The IEEE 208-1995 resolution target is similar to the EIA target. Resolution is measured in horizontal and vertical TV lines.
The ISO 12233 target was developed for high definition television (HDTV) applications, since HDTV spatial resolution may exceed the limitations of the older targets. It includes several knife-edge targets for the purpose of computing MTF by Fourier Transform. They are offset from the vertical by 5 degrees so that the edges will be sampled in many different phases, which allow estimation of the spatial frequency response beyond the Nyquist frequency of the sampling.
The idea is analogous to the use of a white noise pattern in acoustics to determine system frequency response.
The interferogram used to measure film resolution can be synthesized on personal computers and used to generate a pattern for measuring optical resolution. See especially Kodak MTF curves.

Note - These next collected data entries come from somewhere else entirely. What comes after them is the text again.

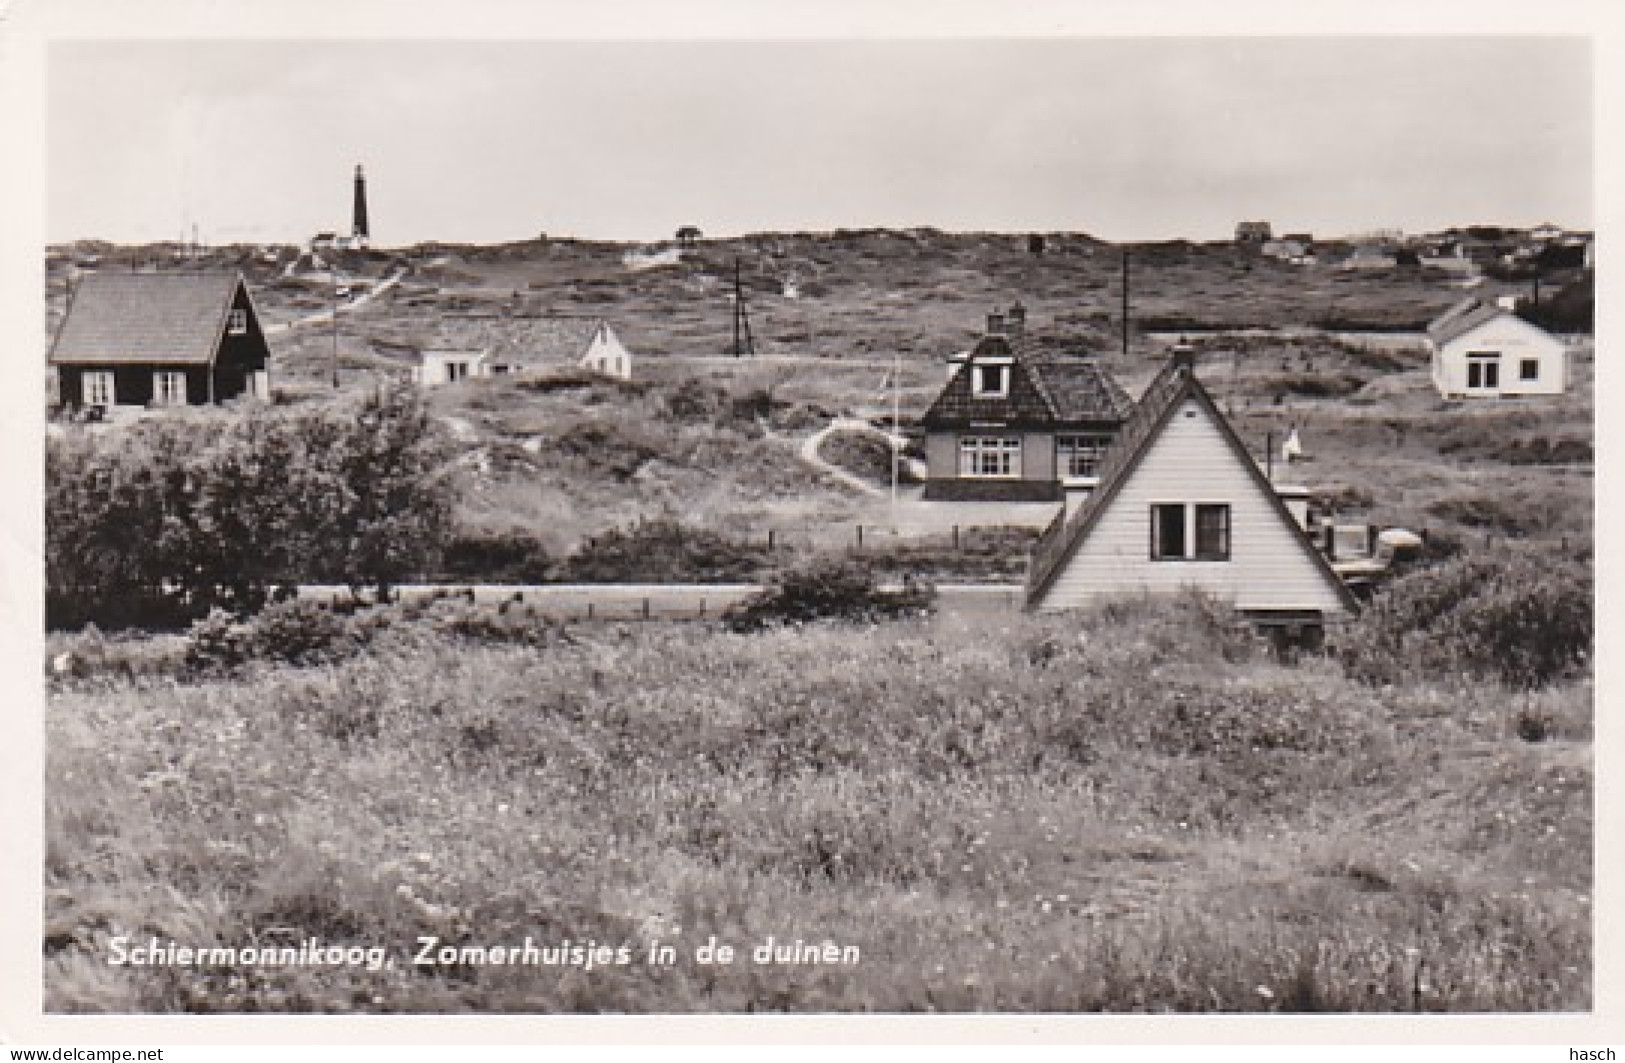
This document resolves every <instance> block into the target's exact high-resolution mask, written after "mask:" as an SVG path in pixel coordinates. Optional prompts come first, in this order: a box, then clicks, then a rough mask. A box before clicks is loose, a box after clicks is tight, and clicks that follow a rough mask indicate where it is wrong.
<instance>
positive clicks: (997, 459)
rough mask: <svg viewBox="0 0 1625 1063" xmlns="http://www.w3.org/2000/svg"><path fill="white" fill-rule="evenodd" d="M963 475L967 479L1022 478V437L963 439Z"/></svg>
mask: <svg viewBox="0 0 1625 1063" xmlns="http://www.w3.org/2000/svg"><path fill="white" fill-rule="evenodd" d="M959 475H960V476H964V478H967V479H1020V437H1019V436H960V439H959Z"/></svg>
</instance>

A multiburst signal is an electronic waveform used to test analog transmission, recording, and display systems. The test pattern consists of several short periods of specific frequencies. The contrast of each may be measured by inspection and recorded, giving a plot of attenuation vs. frequency. The NTSC3.58 multiburst pattern consists of 500 kHz, 1 MHz, 2 MHz, 3 MHz, and 3.58 MHz blocks. 3.58 MHz is important because it is the chrominance frequency for NTSC video.
It should be noted whenever using a bar target that the resulting measure is the Contrast Transfer Function (CTF) and not the MTF. The difference arises from the subharmonics of the square waves and can be easily computed.